With a pure function, the compiler can know that it needs to evaluate fun(10) once and once only, rather than 1000 times. For a complex function, that's a big win.

When you say a function is 'pure' you are guaranteeing that it has no externally visible side-effects (and as a comment says, if you lie, bad things can happen). Knowing that a function is 'pure' has benefits for the compiler, which can use this knowledge to do certain optimizations.

Here is what the GCC documentation says about the pure attribute:

pure

Many functions have no effects except the return value and their return value depends only on the parameters and/or global variables. Such a function can be subject to common subexpression elimination and loop optimization just as an arithmetic operator would be. These functions should be declared with the attribute pure. For example,

          int square (int) __attribute__ ((pure));

Philip's answer already shows how knowing a function is 'pure' can help with loop optimizations.

Here is one for common sub-expression elimination (given foo is pure):

a = foo (99) * x + y;
b = foo (99) * x + z;

Can become:

_tmp = foo (99) * x;
a = _tmp + y;
b = _tmp + z;

In addition to possible run-time benefits, a pure function is much easier to reason about when reading code. Furthermore, it's much easier to test a pure function since you know that the return value only depends on the values of the parameters.

A non-pure function

int foo(int x, int y) // possible side-effects

is like an extension of a pure function

int bar(int x, int y) // guaranteed no side-effects

in which you have, besides the explicit function arguments x, y, the rest of the universe (or anything your computer can communicate with) as an implicit potential input. Likewise, besides the explicit integer return value, anything your computer can write to is implicitly part of the return value.

It should be clear why it is much easier to reason about a pure function than a non-pure one.

Just as an add-on, I would like to mention that C++11 codifies things somewhat using the constexpr keyword. Example:

#include <iostream>
#include <cstring>


constexpr unsigned static_strlen(const char * str, unsigned offset = 0) {
return (*str == '\0') ? offset : static_strlen(str + 1, offset + 1);
}


constexpr const char * str = "asdfjkl;";


constexpr unsigned len = static_strlen(str); //MUST be evaluated at compile time
//so, for example, this: int arr[len]; is legal, as len is a constant.


int main() {
std::cout << len << std::endl << std::strlen(str) << std::endl;
return 0;
}

The restrictions on the usage of constexpr make it so that the function is provably pure. This way, the compiler can more aggressively optimize (just make sure you use tail recursion, please!) and evaluate the function at compile time instead of run time.
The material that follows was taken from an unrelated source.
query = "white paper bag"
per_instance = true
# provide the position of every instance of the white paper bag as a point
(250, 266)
So, to answer your question, is that if you're using C++ (I know you said C, but they are related), writing a pure function in the correct style allows the compiler to do all sorts of cool things with the function :-)

In general, Pure functions has 3 advantages over impure functions that the compiler can take advantage of:

Caching

Lets say that you have pure function f that is being called 100000 times, since it is deterministic and depends only on its parameters, the compiler can calculate its value once and use it when necessary

Parallelism

Pure functions don't read or write to any shared memory, and therefore can run in separate threads without any unexpected consequence

Passing By Reference

A function f(struct t) gets its argument t by value, and on the other hand, the compiler can pass t by reference to f if it is declared as pure while guaranteeing that the value of t will not change and have performance gains


In addition to the compile time considerations, pure functions can be tested fairly easy: just call them.

No need to construct objects or mock connections to DBs / file system.